Da poco sono arrivati gli aerei che trasportavano a San Josè di Costa Rica i due Presidenti dell'Honduras, quello destituito Zelaya e quello provvisorio Micheletti. Le due dichiarazioni appena sbarcati sono state di tono notevolmente diverse: Zelaya ha insultato il "golpista" Micheletti mentre quest'ultimo si è augurato che le capacità diplomatiche di Arias portino ad una soluzione nell'ambito "del dettato costituzionale del nostro Paese". Ovviamente siamo alla guerra psicologica e ognuno ha scelto il suo gioco: Zelaya quello del martire e Micheletti quello del costituzionalista. Entrambe sanno che è solo un gioco perché entrambe hanno violato apertamente quelle regole che dicono di volere rispettare.
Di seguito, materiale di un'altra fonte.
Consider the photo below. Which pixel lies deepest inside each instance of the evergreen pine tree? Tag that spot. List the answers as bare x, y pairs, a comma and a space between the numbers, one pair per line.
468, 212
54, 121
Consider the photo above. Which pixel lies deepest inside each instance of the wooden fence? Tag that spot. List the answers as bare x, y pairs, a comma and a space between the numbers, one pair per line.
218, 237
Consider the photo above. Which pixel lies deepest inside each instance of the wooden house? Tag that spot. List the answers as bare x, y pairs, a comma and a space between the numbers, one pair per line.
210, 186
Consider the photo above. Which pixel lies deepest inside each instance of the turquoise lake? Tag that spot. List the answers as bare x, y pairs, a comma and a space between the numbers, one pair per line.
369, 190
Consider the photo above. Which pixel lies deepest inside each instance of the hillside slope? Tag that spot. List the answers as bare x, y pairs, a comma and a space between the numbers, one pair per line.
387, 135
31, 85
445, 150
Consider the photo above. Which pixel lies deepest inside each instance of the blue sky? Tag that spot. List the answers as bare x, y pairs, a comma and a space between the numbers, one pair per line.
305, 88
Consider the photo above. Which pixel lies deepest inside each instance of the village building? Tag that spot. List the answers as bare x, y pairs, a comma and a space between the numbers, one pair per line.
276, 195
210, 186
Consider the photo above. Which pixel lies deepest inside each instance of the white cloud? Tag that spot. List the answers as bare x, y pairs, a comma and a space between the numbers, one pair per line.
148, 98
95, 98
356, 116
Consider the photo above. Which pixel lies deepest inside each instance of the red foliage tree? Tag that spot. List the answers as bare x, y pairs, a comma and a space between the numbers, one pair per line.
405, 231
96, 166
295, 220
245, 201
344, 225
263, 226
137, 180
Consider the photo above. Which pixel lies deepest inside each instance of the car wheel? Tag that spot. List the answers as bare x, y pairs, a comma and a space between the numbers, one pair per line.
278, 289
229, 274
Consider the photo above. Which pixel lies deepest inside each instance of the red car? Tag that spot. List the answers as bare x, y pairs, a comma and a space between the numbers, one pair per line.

Adesso spetterà al Premio Nobel per la pace e Presidente del Costa Rica Oscar Arias farli sfogare e poi portarli sulla sua agenda. Da quello che mi risulta Arias avrebbe una ipotesi abbastanza precisa dell'obiettivo da raggiungere senza che nessuno dei due perda la faccia. Questi potrebbero essere i punti:
1) Zelaya rientra nel suo Paese con un voto di amnistia per i suoi reati votato dal Congresso.
2) Micheletti si dimette di fronte al Congresso per riconsegnare la Presidenza a Zelaya il quale immediatamente rinuncia a qualsiasi cambiamento costituzionale (o 4 urna) e convoca i comizi elettorali per il prossimo settembre ( ovvero circa due mesi prima della normale scadenza).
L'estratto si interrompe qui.